Assim como a China e seus 1 bilhão e meio de habitantes. Mesmo depois de se render à Mcdonaldização ainda passeia sobre mudanças e constâncias. Mudança porque é possível beber coca-cola tanto quanto se come noodles (o macarrãozinho chinês). Constância, porque mesmo depois da teórica queda da muralha comunista, o facebook, youtube, e até este singelo blog são proibidos.

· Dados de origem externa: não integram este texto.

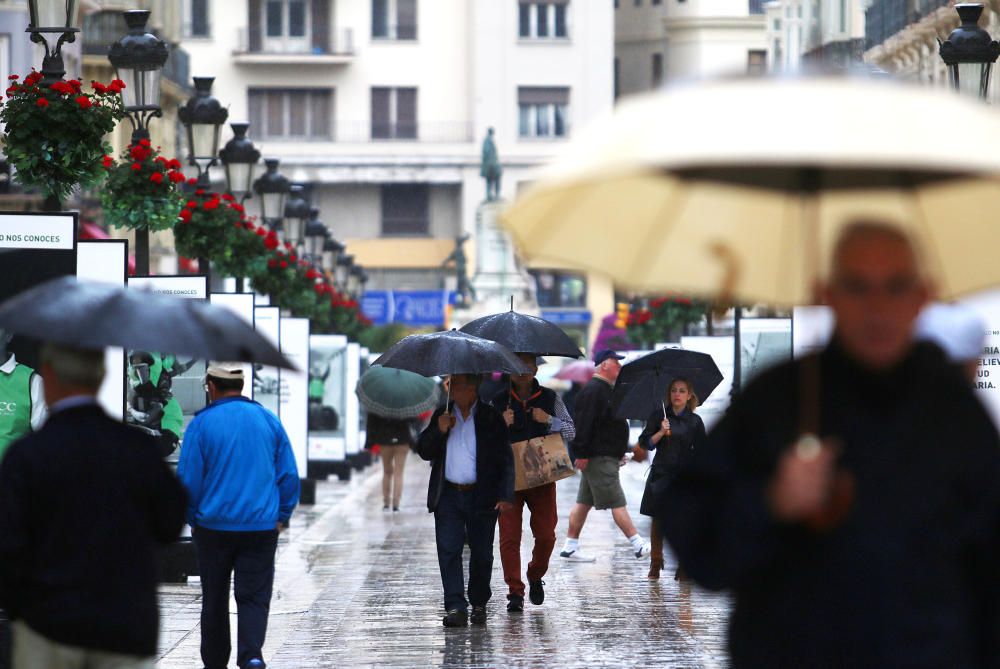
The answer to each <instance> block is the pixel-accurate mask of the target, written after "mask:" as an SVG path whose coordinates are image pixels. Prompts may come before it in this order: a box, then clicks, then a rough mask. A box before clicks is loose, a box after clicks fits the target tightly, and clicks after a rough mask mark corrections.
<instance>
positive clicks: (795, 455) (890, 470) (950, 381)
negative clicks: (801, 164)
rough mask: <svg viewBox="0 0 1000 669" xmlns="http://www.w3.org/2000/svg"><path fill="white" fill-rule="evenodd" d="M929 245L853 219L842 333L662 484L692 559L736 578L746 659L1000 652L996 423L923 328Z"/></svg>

Na verdade com dizem os professores de física, tudo é uma questão de ponto de referência. Portanto, deve-se olhar a China através de outro prisma que não o exclusivamente ocidental. A noção de limpo-sujo, barato-caro, bom-ruim, tristeza-felicidade me atormentava nas horas vagas, mas foi mesmo no mercado da seda (onde você compra tudo o que quiser, pelo preço que achar justo) é que parei para refletir sobre uma frase que ouvi da minha primeira psicóloga, há uns 10 anos atrás.

Há pessoas que são de seda, há outras que são de lona.

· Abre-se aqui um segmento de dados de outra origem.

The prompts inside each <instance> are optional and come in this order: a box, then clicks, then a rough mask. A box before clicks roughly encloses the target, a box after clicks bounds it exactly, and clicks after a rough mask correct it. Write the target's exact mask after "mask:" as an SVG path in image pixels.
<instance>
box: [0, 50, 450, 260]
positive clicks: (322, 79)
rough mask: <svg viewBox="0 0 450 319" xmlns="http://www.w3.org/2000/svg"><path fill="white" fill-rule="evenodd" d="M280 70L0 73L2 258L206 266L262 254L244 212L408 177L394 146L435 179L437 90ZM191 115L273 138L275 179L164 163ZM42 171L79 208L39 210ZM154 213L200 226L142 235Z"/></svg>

Eu que não muito conhecia sobre a seda, além dos vestidos das mocinhas das novelas e dos pijamas da Júlia Roberts. Tampouco sobre lona, aquilo que cobre os caminhões, tem cor laranja e faz parecer que todos levam a mesma carga.

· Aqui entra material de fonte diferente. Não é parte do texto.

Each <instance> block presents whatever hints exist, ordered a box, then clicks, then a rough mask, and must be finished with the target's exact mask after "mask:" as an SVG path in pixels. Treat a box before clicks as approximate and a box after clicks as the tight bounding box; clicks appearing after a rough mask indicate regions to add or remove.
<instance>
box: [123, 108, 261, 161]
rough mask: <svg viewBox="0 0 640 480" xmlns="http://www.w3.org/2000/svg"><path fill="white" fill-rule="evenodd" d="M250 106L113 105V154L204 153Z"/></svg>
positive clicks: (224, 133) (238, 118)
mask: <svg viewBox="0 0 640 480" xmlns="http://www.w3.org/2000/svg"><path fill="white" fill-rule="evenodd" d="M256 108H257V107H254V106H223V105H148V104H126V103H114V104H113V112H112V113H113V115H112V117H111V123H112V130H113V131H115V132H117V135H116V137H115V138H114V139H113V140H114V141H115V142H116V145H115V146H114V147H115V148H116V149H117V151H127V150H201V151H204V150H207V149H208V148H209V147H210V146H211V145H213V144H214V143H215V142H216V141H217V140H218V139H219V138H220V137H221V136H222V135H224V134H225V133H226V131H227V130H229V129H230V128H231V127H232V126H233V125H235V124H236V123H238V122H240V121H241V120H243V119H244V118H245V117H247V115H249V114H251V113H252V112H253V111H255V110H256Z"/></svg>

na análise conversávamos sobre pessoas que são como a seda, diante de qualquer dificuldade ou tropeço se enrugam, ficam feias, se amarrotam. Já as de lona, segundo a terapeuta, quanto mais chuva levam, quanto mais são escovadas, mais brilhosas e bonitas elas ficam. Assim, dos 19 aos 29 me defini como uma pessoa de lona, que encara o que aparece, leva sacodes, aguenta as tempestades e não deixa a tristeza vencer. Definiria assim também as adoráveis chinesas trabalhadoras do mercado da seda, com toda aquela seda fiz uma amiga e ela me contou sorrindo, que aos 17 anos, ela e muitas outras trabalham de 9h às 21h, de segunda à segunda, com apenas uma folga mensal, ganhando o equivalente à 25 reais por dia...Portanto eu digo: elas são de lona! Além do chinês (até pra elas deve ser difícil) falam inglês e espanhol (ainda que como o cebolinha: um lelógio lolex custa tlês eulos) dão o sangue e te obrigam a comprar numa ginástica capitalista incansável, mesmo não ganhandonenhuma comissão para isso. Se são felizes eu não perguntei, pareceu ser muito natural viver assim e no fim das contas os chineses não esboçam demasiadas emoções, me parece que levam uma vida de lona vendendo seda.


Apesar de sempre ter admirado a definição da lona e no fundo, ter julgado aqueles de seda, eu me olho agora tão igual e tão diferente de 5 meses atrás. Tão mais frágil, tão mais seda. Mas afinal, qual o mal em ser de seda? Além de agradável, confortável, ela é sensível, delicada e mostra suas marcas. Qual benefício em ser lona? Toma chuva, sol, desbota, ninguém nota.
E quem disse que as pessoas tem de ser um ou outro? O bom é poder ser bonito e sensível como a seda, forte, inabalável como a lona. A seda nem sempre vai fazer pijamas e nem a lona será sempre laranja. A China vai continuar vivendo da seda mas ainda deve resistir à mudanças, como a lona. Já a Mariana, entrelaçou seda e lona, para seguir adiante, esperando que sua história e suas lembranças possam ser preciosas como a seda e porque não, eternas como a lona.